PSQI: Pittsburgh Sleep Quality Index. S. latency: Sleep Latency. LMM: Linear Mixed Model. SD: standard deviation. d: Cohen’s d effect size.

Table 2. Sleep variables extracted from the PSQI.

Figure 1. Comparison of the recommended time in bed between baseline and pandemic year. The bars indicate the percentage of the sample (n=259).

The napping behavior changed during pandemic year: the frequency of nappers decreased during pandemic compared to the baseline year (p<0.001, d=0.85; Figure 2).

Figure 2. The percentage of adolescents that reported naps during weekdays (n=259).

DISCUSSION

This work contributed to understanding the magnitude of changes during the COVID-19 outbreak in sleep and napping habits among adolescents. The pandemic year played a key role in increasing TIB and the frequency of students reporting enough sleep duration. We found a reduction in both daytime sleepiness scored by PDSS and sleepiness in remote classes (compared to the sleepiness in the classroom before the pandemic year).
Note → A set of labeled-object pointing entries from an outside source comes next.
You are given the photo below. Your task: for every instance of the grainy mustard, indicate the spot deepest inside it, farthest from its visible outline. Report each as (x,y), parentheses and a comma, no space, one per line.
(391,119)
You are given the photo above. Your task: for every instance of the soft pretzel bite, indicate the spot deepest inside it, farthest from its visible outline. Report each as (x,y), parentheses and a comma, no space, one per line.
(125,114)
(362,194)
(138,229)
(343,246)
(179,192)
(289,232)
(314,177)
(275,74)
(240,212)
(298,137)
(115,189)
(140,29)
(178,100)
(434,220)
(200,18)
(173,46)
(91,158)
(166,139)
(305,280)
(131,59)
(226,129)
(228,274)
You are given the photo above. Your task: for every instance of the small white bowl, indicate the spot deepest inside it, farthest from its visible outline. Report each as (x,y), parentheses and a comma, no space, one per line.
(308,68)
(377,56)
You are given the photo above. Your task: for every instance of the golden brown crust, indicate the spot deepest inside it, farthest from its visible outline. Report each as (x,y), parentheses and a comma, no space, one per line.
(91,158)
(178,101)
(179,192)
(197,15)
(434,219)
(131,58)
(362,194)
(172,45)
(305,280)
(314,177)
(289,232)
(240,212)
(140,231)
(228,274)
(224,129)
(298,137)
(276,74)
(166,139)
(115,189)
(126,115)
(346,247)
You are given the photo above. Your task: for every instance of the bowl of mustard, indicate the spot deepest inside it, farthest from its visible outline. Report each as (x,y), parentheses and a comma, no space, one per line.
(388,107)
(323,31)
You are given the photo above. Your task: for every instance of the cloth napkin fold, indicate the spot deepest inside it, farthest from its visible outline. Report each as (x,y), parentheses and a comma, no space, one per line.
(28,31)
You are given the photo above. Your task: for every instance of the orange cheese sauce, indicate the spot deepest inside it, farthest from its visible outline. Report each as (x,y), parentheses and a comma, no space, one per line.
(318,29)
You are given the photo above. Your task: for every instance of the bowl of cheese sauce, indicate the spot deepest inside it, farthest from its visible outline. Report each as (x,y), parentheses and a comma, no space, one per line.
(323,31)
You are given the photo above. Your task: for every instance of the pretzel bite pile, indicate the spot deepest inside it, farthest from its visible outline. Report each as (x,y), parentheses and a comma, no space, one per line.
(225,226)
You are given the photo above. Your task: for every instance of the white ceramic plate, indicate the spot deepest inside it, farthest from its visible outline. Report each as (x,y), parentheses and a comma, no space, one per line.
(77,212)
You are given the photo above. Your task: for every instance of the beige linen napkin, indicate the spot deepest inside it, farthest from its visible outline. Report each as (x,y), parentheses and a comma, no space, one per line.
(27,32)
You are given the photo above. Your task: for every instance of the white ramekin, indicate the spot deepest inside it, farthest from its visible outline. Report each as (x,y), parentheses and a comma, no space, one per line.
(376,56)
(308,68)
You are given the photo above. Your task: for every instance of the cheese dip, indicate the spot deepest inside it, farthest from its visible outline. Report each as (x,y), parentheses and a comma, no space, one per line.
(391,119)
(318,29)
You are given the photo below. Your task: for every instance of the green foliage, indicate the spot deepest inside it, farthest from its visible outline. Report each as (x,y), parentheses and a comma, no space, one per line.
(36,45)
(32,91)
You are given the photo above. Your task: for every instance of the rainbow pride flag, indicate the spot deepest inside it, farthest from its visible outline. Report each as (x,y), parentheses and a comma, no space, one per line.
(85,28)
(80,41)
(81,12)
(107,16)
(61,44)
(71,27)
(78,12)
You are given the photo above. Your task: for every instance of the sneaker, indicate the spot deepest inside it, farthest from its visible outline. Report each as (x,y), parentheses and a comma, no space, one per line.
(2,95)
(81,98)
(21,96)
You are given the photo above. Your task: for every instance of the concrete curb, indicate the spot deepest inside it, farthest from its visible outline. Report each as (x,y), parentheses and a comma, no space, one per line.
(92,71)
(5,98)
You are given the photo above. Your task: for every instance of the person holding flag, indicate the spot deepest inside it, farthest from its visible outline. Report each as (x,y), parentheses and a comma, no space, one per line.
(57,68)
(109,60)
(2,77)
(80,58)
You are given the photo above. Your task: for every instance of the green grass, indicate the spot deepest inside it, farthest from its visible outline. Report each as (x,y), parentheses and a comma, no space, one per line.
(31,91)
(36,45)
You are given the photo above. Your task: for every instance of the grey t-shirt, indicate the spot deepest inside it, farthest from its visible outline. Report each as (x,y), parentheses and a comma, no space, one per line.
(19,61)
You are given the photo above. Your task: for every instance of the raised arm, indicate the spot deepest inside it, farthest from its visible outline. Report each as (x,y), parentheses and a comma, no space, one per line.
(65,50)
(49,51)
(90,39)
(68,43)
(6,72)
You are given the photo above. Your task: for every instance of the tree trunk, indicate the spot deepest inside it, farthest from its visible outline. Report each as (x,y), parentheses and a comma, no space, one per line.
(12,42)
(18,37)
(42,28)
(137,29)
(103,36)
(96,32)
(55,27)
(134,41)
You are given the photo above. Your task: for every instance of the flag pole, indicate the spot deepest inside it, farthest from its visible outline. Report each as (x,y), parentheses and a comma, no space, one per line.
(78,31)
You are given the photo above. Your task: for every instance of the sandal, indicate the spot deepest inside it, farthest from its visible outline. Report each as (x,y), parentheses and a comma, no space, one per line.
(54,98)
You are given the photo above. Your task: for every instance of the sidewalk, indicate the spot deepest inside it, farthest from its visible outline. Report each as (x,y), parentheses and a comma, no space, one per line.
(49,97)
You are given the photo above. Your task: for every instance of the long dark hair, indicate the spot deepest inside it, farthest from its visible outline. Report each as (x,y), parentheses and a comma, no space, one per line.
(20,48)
A greater tendency toward eveningness together with reduction in the frequency of naps was found during the COVID-19 outbreak.

Recently, Liu et al. (2019)³⁷ found benefts from the pandemic period to sleep health in preschoolers. Data collected during the COVID-19 lockdown in China (February 2020) showed later bedtimes and wake times, longer sleep duration, and shorter duration of naps, compared to the sample screened in 2018³⁷. The sample was composed of children aged 4-6 years demonstrating that changes during the outbreak perceived in our adolescent sample could be extended to children’s sample. Furthermore, the sleep extension perceived in children and adolescents during lockdown is in line with previous studies that have found longer sleep duration during non-school days (e.g., holidays and vacation time)^{37, 38, 39, 40, 41, 42}.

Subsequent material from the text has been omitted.